Has anyone here ever tried something like this?

I think this doens’t attempt to sandbox the elixir execution, so a maliciously constructed ledger could do bad things to your computer. However, I believe, it might be easy to sanbox it if one disallows the use of qualified functions.

3 Likes

Double-entry book-keeping is something that I’m interested in. I played around with Tigerbeetle many moons ago and found it impressive, but also overkill for my needs.

At some point I’ll build something using this: GitHub - coinjar/ex_double_entry: An Elixir double-entry library inspired by Ruby's DoubleEntry. Brought to you by CoinJar.

It might be useful for you too.

1 Like

Sorry, but an accounting nit which admittedly is besides the point of your post. The transaction below…

… looks wrong to me. You’re showing that you’re paying a liability, the amount that you owe someone, without ever having booked an expense for which that liability was incurred. Typically, for an incurred tax liability you’d have two transactions.

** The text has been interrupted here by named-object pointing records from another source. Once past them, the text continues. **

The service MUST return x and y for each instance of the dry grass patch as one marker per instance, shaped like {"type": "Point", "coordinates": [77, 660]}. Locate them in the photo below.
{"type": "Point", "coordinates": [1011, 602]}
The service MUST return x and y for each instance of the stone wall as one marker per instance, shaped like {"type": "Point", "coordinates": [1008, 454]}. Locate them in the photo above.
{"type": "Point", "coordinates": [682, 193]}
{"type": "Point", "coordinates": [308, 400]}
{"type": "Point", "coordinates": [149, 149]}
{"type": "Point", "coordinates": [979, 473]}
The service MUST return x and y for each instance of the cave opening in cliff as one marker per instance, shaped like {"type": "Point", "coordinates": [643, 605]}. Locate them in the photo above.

When the income is earned and on which the taxes are levied:

txn ~D[2025-07-09], notes: "account", accounts: %{
  account("Income::Studio rent") => ~A[-800 EUR],
  account("Expense::Tax::Taxes on rent") => ~A[224 EUR],
  account("Liabilities::Tax::Taxes owed") => ~A[-224 EUR],
  account("Assets::Bank::Checking") => ~A[800 EUR]
}

Later when the taxes are paid:

txn ~D[2025-08-01], notes: "account", accounts: %{
  account("Liabilities::Tax::Taxes owed") => ~A[224 EUR],
  account("Assets::Bank::Checking") => ~A[-224 EUR]
}

This represents that between earning the income which causes the taxes and the actual payment of the taxes, the money was sitting in your checking account. Naturally, if the taxes are paid straight-away, you’d just book the expense and never go to the liability account at all. There’s more to say about this… but this is a forum for Elixir and not accounting… so I’ve already said too much :slight_smile:. Also, I’m not an accountant, but am forced to play one in my daily work with uncomfortable regularity… so I could be completely wrong!

4 Likes

Thank you for the links, but I think the goal of the projects you’ve linked is very different from my own goal. My own goal is to have the elixir script define a ledger (which is of course further processed by code that checks everything is fine). There is no database because the script is the database.